Ceylan Rohrbeck und ihre Cousine Lale wussten schnell, dass sie mit Nieklitz den perfekten Ort gefunden hatten. Den Ort für ein Experiment, das nicht weniger bringen soll als ein besseres Leben, ihnen – und ein bisschen auch der Welt. Eine Weile lang hatten sie ein Grundstück gesucht und standen nun in Mecklenburg, nahe der Grenze zu Schleswig-Holstein, auf diesen zehn Hektar Land, die wie ein Park angelegt waren. Mittendrin ein großer Pavillon, der gleich einem gläsernhölzernen Zeltlager der wuchernden Natur zu trotzen schien. Zwar sah man ihm seine drei Jahre Leerstand an – aber dieses Gebäude barg eindeutig Platz und Potenzial für Ceylans und Lales Pläne.

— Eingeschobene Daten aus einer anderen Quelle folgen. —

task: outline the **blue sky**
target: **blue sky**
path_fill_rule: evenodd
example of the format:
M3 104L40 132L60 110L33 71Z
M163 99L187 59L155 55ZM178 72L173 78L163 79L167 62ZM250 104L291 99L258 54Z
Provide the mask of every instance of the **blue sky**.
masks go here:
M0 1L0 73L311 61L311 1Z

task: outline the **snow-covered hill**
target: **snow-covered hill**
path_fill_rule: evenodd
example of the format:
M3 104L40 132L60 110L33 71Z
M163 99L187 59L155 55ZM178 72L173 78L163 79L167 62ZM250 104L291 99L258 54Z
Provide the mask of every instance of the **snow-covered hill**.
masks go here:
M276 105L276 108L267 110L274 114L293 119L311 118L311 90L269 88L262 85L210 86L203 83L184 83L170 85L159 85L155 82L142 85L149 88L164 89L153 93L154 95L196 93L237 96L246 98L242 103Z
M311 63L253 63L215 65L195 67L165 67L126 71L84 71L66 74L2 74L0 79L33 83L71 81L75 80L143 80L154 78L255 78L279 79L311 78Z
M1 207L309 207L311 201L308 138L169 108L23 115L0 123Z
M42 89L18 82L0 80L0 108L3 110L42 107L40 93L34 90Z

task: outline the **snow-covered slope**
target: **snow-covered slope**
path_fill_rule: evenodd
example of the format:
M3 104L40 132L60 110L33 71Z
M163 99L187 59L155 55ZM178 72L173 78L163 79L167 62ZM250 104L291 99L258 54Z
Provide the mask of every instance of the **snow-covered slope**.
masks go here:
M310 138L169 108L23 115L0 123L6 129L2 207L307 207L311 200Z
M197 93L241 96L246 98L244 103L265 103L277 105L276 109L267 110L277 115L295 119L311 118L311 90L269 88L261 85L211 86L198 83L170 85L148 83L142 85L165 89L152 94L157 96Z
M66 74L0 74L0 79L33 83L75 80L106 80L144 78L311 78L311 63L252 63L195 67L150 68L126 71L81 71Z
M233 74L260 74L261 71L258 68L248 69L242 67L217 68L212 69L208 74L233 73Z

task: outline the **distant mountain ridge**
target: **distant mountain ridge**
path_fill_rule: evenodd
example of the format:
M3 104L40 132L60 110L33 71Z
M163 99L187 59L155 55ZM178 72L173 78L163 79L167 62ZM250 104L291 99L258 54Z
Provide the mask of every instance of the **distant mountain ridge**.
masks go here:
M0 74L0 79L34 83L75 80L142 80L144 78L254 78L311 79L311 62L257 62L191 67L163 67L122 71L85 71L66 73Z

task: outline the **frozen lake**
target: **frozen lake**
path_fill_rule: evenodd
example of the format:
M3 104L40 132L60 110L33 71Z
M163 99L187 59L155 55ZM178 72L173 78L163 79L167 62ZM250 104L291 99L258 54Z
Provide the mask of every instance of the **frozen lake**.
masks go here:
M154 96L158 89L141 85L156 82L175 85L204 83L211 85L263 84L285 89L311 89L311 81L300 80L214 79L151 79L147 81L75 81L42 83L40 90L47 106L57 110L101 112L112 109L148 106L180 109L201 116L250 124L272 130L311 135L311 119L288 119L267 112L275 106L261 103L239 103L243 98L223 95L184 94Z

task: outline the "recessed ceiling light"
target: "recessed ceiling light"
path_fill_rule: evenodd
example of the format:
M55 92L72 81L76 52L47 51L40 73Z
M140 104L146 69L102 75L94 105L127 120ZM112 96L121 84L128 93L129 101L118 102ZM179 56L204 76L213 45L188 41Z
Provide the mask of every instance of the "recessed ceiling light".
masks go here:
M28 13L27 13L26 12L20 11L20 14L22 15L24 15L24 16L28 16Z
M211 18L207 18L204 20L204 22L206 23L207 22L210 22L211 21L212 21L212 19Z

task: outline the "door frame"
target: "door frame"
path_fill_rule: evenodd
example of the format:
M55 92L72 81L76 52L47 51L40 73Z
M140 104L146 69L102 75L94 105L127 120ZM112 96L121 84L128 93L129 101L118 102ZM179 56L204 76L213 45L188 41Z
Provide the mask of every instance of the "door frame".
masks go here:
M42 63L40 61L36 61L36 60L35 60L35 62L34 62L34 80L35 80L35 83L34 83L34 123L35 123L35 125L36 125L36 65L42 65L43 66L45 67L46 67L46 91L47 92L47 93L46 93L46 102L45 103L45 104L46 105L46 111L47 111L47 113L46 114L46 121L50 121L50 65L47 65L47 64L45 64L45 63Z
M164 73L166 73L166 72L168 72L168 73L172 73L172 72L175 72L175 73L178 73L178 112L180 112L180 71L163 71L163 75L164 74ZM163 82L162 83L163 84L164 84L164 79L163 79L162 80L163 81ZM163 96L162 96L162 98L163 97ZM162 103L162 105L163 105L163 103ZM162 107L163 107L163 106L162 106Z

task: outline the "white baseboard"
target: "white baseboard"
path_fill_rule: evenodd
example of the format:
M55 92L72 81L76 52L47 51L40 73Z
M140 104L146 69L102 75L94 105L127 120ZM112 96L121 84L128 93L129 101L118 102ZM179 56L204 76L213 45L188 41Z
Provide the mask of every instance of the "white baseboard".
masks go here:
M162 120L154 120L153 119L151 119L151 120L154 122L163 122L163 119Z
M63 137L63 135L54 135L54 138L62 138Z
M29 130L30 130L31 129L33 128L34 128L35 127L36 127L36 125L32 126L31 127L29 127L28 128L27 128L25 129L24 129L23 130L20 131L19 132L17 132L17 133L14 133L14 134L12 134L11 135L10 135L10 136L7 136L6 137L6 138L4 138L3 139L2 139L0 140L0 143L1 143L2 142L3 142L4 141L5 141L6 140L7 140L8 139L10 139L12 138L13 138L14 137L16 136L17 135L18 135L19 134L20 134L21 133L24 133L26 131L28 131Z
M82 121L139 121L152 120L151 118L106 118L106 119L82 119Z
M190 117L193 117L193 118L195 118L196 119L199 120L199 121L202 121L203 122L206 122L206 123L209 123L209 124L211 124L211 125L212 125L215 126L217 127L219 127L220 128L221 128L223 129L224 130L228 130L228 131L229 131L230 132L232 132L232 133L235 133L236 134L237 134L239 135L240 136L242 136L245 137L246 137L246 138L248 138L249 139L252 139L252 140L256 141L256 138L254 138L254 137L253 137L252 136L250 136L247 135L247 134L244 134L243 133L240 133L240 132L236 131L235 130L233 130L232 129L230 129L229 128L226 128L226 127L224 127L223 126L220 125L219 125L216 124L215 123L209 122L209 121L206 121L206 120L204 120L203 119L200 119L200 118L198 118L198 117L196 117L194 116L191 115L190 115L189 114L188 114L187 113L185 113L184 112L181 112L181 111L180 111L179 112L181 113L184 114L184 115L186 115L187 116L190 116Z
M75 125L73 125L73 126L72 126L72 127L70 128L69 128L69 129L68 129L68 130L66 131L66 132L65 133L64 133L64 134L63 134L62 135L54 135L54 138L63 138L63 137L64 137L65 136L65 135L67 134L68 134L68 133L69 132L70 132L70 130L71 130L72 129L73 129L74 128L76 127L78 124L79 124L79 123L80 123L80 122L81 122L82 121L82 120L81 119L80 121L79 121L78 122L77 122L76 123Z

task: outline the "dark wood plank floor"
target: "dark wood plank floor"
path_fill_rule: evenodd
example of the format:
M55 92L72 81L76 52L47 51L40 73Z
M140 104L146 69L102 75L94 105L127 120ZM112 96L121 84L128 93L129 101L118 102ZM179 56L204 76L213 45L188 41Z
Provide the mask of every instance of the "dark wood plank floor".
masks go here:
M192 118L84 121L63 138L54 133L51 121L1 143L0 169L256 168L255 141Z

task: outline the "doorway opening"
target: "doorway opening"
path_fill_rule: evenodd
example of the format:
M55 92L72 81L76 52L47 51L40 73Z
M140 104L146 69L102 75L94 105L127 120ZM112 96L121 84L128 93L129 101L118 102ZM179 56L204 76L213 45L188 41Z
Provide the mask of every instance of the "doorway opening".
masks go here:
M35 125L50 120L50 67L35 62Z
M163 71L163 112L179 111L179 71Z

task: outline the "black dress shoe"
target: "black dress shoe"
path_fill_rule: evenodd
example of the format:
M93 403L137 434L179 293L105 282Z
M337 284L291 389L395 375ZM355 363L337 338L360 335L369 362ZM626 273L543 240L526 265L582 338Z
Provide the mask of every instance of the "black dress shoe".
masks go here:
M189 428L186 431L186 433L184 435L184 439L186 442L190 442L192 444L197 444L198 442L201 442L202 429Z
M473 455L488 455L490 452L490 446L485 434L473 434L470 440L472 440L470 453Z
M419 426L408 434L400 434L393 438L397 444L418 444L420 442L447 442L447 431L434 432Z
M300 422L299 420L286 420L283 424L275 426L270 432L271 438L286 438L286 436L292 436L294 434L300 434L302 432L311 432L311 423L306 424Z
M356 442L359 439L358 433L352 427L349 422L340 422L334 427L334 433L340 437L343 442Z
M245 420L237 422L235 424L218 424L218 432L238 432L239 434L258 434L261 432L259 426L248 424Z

„Zukunftszentrum Mensch-Natur-Technik-Wissenschaft“ stand bis 2013 am Eingang des Geländes. Die krude Mischung aus Botanischem Garten, Landschaftspark und Freilicht-Gymnasium hatte ein ehemaliger Politiker aus Schleswig-Holstein mit Abermillionen Euro an Steuergeldern in die Pampa pflanzen lassen, ohne einen tauglichen Wirtschaftsplan allerdings. 2000 war das Zentrum nahe dem Biosphärenreservat Schaalsee eröffnet worden; zwei Jahre später ging die Stiftung pleite.

Umzug nach Utopistan

2016 traten Ceylan und Lale auf den Plan. Zugleich kamen Jannis Deutschmann und Ralf Müller mit ihren Partnerinnen in Nieklitz an, Jenny Silze und Stefan Kunzmann und noch ein paar mehr. Seitdem sind sie dabei, an diesem Ort ihre Leben umzukrempeln, denn sie wollen anders arbeiten, wohnen, haushalten als bisher – und sich ganz neu auf andere Menschen einlassen. Sie haben den Anspruch, sagt Ceylan, „die zentralen Bereiche einer Gesellschaft im Mikroformat“ abzubilden, von einer autarken Energie-, Wasser und Abwasserinfrastruktur über Wohneinheiten, Freizeitangebote bis zum Anbau eigener Nahrungsmittel.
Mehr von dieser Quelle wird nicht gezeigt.